A volte, poi, anche il caso ci mette lo zampino: come quando qualche anno fa due pazienti francesi hanno mostrato dei significativi miglioramenti della funzionalità respiratoria dopo aver assunto un farmaco contraccettivo, il desogestrel. Come ricorda il ricercatore, «è stato un vero episodio di serendipità, ma da scienziati non ci siamo accontentati e abbiamo cercato di capire se quanto osservato non fosse casuale ma avesse delle basi biologiche.

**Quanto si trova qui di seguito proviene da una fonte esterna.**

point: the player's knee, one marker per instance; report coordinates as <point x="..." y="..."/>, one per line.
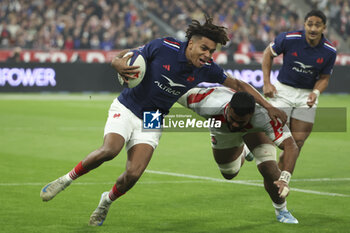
<point x="230" y="170"/>
<point x="300" y="143"/>
<point x="108" y="153"/>
<point x="132" y="177"/>
<point x="264" y="152"/>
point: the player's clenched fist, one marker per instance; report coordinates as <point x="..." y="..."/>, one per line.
<point x="283" y="188"/>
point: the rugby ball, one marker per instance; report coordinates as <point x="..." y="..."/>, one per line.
<point x="135" y="60"/>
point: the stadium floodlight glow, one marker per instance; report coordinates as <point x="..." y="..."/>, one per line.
<point x="40" y="77"/>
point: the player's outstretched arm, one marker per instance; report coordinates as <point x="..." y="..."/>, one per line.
<point x="273" y="112"/>
<point x="290" y="155"/>
<point x="320" y="86"/>
<point x="119" y="63"/>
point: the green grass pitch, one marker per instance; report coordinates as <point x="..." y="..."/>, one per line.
<point x="44" y="136"/>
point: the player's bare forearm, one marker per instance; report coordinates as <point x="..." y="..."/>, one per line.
<point x="267" y="64"/>
<point x="290" y="154"/>
<point x="239" y="85"/>
<point x="322" y="83"/>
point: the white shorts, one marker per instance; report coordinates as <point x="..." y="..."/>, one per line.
<point x="225" y="140"/>
<point x="125" y="123"/>
<point x="293" y="101"/>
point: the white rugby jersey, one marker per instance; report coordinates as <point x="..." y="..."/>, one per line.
<point x="213" y="102"/>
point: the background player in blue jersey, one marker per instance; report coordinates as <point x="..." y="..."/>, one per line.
<point x="308" y="60"/>
<point x="173" y="67"/>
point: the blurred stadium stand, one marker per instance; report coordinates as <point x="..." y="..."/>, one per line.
<point x="106" y="25"/>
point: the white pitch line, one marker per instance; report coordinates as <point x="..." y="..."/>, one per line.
<point x="242" y="182"/>
<point x="310" y="180"/>
<point x="107" y="183"/>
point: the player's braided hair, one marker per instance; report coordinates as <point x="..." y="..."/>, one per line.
<point x="242" y="103"/>
<point x="208" y="29"/>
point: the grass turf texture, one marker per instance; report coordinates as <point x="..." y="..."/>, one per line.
<point x="43" y="137"/>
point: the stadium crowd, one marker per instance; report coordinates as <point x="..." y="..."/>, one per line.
<point x="338" y="12"/>
<point x="107" y="24"/>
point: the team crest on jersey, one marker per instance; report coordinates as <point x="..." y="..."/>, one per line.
<point x="167" y="67"/>
<point x="213" y="140"/>
<point x="319" y="60"/>
<point x="190" y="79"/>
<point x="152" y="120"/>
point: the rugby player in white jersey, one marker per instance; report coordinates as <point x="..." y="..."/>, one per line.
<point x="245" y="122"/>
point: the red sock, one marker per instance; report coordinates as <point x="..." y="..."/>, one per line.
<point x="79" y="170"/>
<point x="114" y="193"/>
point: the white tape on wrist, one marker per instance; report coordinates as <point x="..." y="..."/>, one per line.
<point x="285" y="176"/>
<point x="284" y="192"/>
<point x="317" y="92"/>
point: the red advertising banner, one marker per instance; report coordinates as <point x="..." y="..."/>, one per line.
<point x="99" y="56"/>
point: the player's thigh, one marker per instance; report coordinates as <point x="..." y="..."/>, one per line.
<point x="113" y="143"/>
<point x="224" y="156"/>
<point x="139" y="156"/>
<point x="300" y="129"/>
<point x="261" y="146"/>
<point x="252" y="140"/>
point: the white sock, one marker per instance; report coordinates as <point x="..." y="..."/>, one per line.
<point x="245" y="150"/>
<point x="279" y="207"/>
<point x="67" y="178"/>
<point x="108" y="199"/>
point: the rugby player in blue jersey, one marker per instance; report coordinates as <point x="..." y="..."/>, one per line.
<point x="308" y="60"/>
<point x="173" y="67"/>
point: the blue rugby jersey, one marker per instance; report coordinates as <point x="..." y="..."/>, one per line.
<point x="168" y="76"/>
<point x="302" y="64"/>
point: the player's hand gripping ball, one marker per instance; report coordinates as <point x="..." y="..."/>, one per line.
<point x="135" y="60"/>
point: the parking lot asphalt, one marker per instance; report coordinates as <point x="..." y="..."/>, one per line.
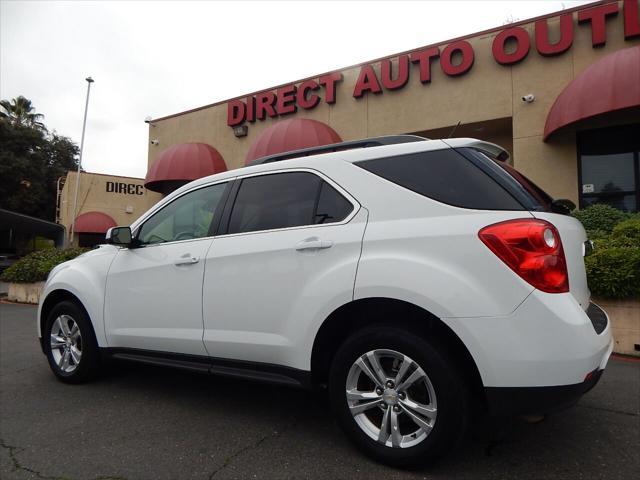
<point x="142" y="422"/>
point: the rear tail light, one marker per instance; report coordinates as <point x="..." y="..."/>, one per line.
<point x="531" y="248"/>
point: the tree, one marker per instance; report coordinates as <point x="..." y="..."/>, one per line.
<point x="31" y="161"/>
<point x="20" y="112"/>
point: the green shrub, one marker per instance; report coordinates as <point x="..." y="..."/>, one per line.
<point x="600" y="217"/>
<point x="36" y="266"/>
<point x="614" y="272"/>
<point x="626" y="233"/>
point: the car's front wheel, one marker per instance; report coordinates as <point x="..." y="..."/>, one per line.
<point x="397" y="396"/>
<point x="70" y="344"/>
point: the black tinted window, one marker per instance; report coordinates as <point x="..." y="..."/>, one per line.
<point x="445" y="176"/>
<point x="284" y="200"/>
<point x="332" y="206"/>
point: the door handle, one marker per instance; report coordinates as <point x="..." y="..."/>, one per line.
<point x="313" y="244"/>
<point x="186" y="259"/>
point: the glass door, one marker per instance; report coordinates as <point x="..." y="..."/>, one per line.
<point x="608" y="166"/>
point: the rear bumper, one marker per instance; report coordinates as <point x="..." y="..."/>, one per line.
<point x="537" y="400"/>
<point x="549" y="341"/>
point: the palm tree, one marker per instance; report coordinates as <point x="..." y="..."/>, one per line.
<point x="20" y="112"/>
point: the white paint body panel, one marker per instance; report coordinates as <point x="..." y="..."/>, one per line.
<point x="154" y="304"/>
<point x="261" y="295"/>
<point x="254" y="297"/>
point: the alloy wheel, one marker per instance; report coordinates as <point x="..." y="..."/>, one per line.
<point x="66" y="343"/>
<point x="391" y="398"/>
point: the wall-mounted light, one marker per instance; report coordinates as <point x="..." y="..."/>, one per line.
<point x="240" y="130"/>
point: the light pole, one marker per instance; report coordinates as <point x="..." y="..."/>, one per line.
<point x="84" y="126"/>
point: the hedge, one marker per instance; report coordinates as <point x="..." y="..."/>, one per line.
<point x="613" y="269"/>
<point x="36" y="266"/>
<point x="600" y="217"/>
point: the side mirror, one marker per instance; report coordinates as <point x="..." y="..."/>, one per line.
<point x="119" y="236"/>
<point x="563" y="206"/>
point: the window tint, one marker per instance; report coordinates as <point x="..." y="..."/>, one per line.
<point x="445" y="176"/>
<point x="540" y="196"/>
<point x="285" y="200"/>
<point x="332" y="206"/>
<point x="189" y="216"/>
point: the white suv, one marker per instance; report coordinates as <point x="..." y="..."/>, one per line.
<point x="415" y="279"/>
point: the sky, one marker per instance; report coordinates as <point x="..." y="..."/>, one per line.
<point x="156" y="58"/>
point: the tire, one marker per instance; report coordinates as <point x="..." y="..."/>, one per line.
<point x="76" y="359"/>
<point x="431" y="414"/>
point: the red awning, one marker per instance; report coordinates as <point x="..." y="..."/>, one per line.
<point x="181" y="164"/>
<point x="291" y="134"/>
<point x="611" y="83"/>
<point x="93" y="222"/>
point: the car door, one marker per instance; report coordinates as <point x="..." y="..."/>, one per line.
<point x="287" y="257"/>
<point x="153" y="298"/>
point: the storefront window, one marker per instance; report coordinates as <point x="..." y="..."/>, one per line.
<point x="609" y="169"/>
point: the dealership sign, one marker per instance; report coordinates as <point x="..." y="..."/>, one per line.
<point x="510" y="46"/>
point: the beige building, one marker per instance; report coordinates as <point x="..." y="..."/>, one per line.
<point x="560" y="92"/>
<point x="103" y="201"/>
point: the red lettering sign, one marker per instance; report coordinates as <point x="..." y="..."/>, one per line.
<point x="423" y="59"/>
<point x="386" y="74"/>
<point x="510" y="46"/>
<point x="306" y="100"/>
<point x="329" y="83"/>
<point x="264" y="105"/>
<point x="367" y="82"/>
<point x="235" y="112"/>
<point x="467" y="55"/>
<point x="598" y="18"/>
<point x="544" y="46"/>
<point x="286" y="101"/>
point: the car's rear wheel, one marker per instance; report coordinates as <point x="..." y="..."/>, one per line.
<point x="70" y="344"/>
<point x="397" y="396"/>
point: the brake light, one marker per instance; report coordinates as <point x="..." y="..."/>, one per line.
<point x="532" y="248"/>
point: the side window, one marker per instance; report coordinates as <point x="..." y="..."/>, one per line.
<point x="187" y="217"/>
<point x="332" y="206"/>
<point x="283" y="200"/>
<point x="445" y="176"/>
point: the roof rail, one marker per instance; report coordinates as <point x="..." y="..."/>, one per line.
<point x="336" y="147"/>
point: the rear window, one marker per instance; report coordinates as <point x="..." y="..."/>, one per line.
<point x="445" y="176"/>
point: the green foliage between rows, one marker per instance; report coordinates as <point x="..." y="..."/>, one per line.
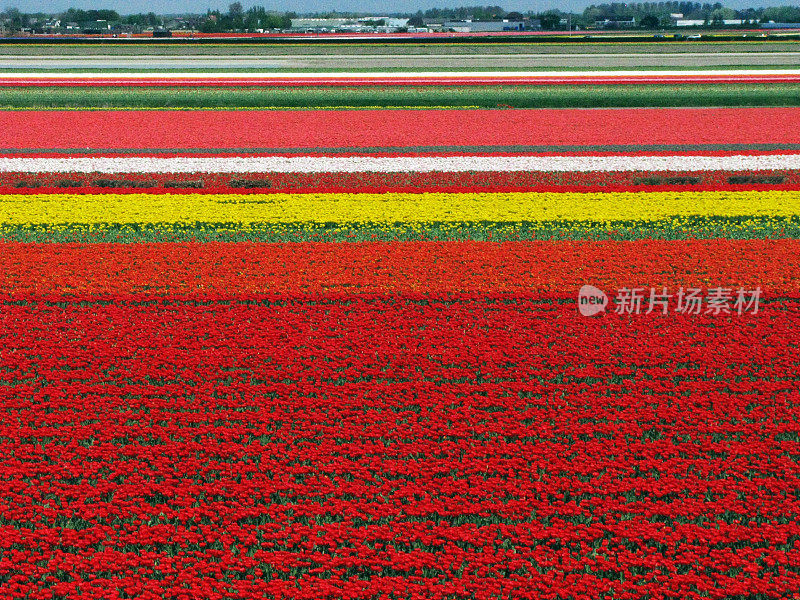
<point x="522" y="96"/>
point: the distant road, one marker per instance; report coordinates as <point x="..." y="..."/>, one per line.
<point x="367" y="62"/>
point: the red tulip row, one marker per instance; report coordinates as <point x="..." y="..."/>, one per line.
<point x="224" y="269"/>
<point x="394" y="130"/>
<point x="468" y="446"/>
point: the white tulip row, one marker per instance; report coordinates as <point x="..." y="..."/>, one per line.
<point x="398" y="164"/>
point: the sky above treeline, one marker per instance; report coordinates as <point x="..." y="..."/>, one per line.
<point x="303" y="6"/>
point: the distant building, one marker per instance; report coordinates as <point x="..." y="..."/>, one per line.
<point x="773" y="25"/>
<point x="689" y="22"/>
<point x="615" y="23"/>
<point x="467" y="26"/>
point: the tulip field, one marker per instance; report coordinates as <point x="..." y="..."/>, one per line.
<point x="339" y="352"/>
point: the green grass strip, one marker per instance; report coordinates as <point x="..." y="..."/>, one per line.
<point x="687" y="228"/>
<point x="506" y="96"/>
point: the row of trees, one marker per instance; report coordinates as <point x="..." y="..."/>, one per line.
<point x="252" y="19"/>
<point x="646" y="14"/>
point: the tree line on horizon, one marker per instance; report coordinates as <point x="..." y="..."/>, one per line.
<point x="650" y="15"/>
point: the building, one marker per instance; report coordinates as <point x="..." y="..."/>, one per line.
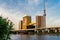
<point x="20" y="24"/>
<point x="26" y="21"/>
<point x="40" y="21"/>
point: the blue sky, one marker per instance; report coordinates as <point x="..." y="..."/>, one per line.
<point x="16" y="9"/>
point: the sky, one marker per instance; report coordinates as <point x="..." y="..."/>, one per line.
<point x="16" y="9"/>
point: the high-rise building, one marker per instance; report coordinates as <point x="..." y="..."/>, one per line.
<point x="20" y="24"/>
<point x="26" y="21"/>
<point x="40" y="21"/>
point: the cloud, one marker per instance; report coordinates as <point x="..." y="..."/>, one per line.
<point x="17" y="9"/>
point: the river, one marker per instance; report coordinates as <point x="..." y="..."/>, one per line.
<point x="34" y="37"/>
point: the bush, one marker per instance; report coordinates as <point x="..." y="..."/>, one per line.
<point x="5" y="28"/>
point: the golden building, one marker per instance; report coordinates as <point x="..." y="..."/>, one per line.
<point x="40" y="21"/>
<point x="26" y="21"/>
<point x="20" y="24"/>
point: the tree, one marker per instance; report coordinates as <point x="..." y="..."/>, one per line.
<point x="5" y="28"/>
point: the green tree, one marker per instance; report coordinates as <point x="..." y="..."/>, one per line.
<point x="5" y="28"/>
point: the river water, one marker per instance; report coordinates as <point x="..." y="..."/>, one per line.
<point x="34" y="37"/>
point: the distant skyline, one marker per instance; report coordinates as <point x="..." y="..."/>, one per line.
<point x="16" y="9"/>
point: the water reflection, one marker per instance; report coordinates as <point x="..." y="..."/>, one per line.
<point x="34" y="37"/>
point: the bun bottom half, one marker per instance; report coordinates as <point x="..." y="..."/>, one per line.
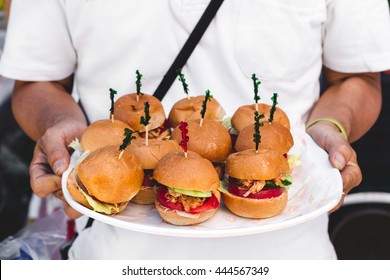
<point x="255" y="208"/>
<point x="181" y="218"/>
<point x="145" y="196"/>
<point x="75" y="193"/>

Studiando gli effetti del desogestrel nei modelli in vitro abbiamo visto che è in grado di regolare negativamente l’espressione del gene PHOX2B, e quindi di ridurre la quantità di proteina prodotta, sia tossica che sana. Si è poi visto che questo effetto è comune anche ad altri contraccettivi a base di progesterone: il prossimo passo sarà cercare di capire quale sia il più adatto, ma anche se esista una molecola analoga ma senza gli effetti ormonali che ne impedirebbero l’uso nei pazienti maschi. Manca ancora comunque uno studio clinico vero e proprio sull’uomo; quindi, raccomandiamo cautela e sconsigliamo il “fai da te”».
La sindrome di Ondine è anche un ottimo esempio di come una malattia estremamente rara possa dare informazioni molto utili di carattere più generale. Come spiega Fornasari, «ci ha permesso di scoprire aspetti nuovi del nostro sistema respiratorio. Per esempio, è soltanto studiando questa sindrome che è stato individuato anche nell’uomo un gruppo di cellule nervose, chiamato nucleo retro-trapezoide, che funziona come sensore dell’anidride carbonica. Nei pazienti con CCHS è compromesso ed è proprio a causa dell’incapacità di sentire questo gas che i pazienti vanno incontro a ipoventilazione, soprattutto di notte. Scoprirlo in questa malattia ha aperto nuovi filoni di studio nel campo della respirazione e della neurobiologia: è solo uno degli esempi che confermano quanto la ricerca di base sulle malattie rare sia importante, anche per l’impatto che può avere in altri ambiti. Per questo è fondamentale il ruolo della Fondazione Telethon e di tutte le persone che l’hanno sostenuta e che – auspicabilmente! – continueranno a farlo in futuro».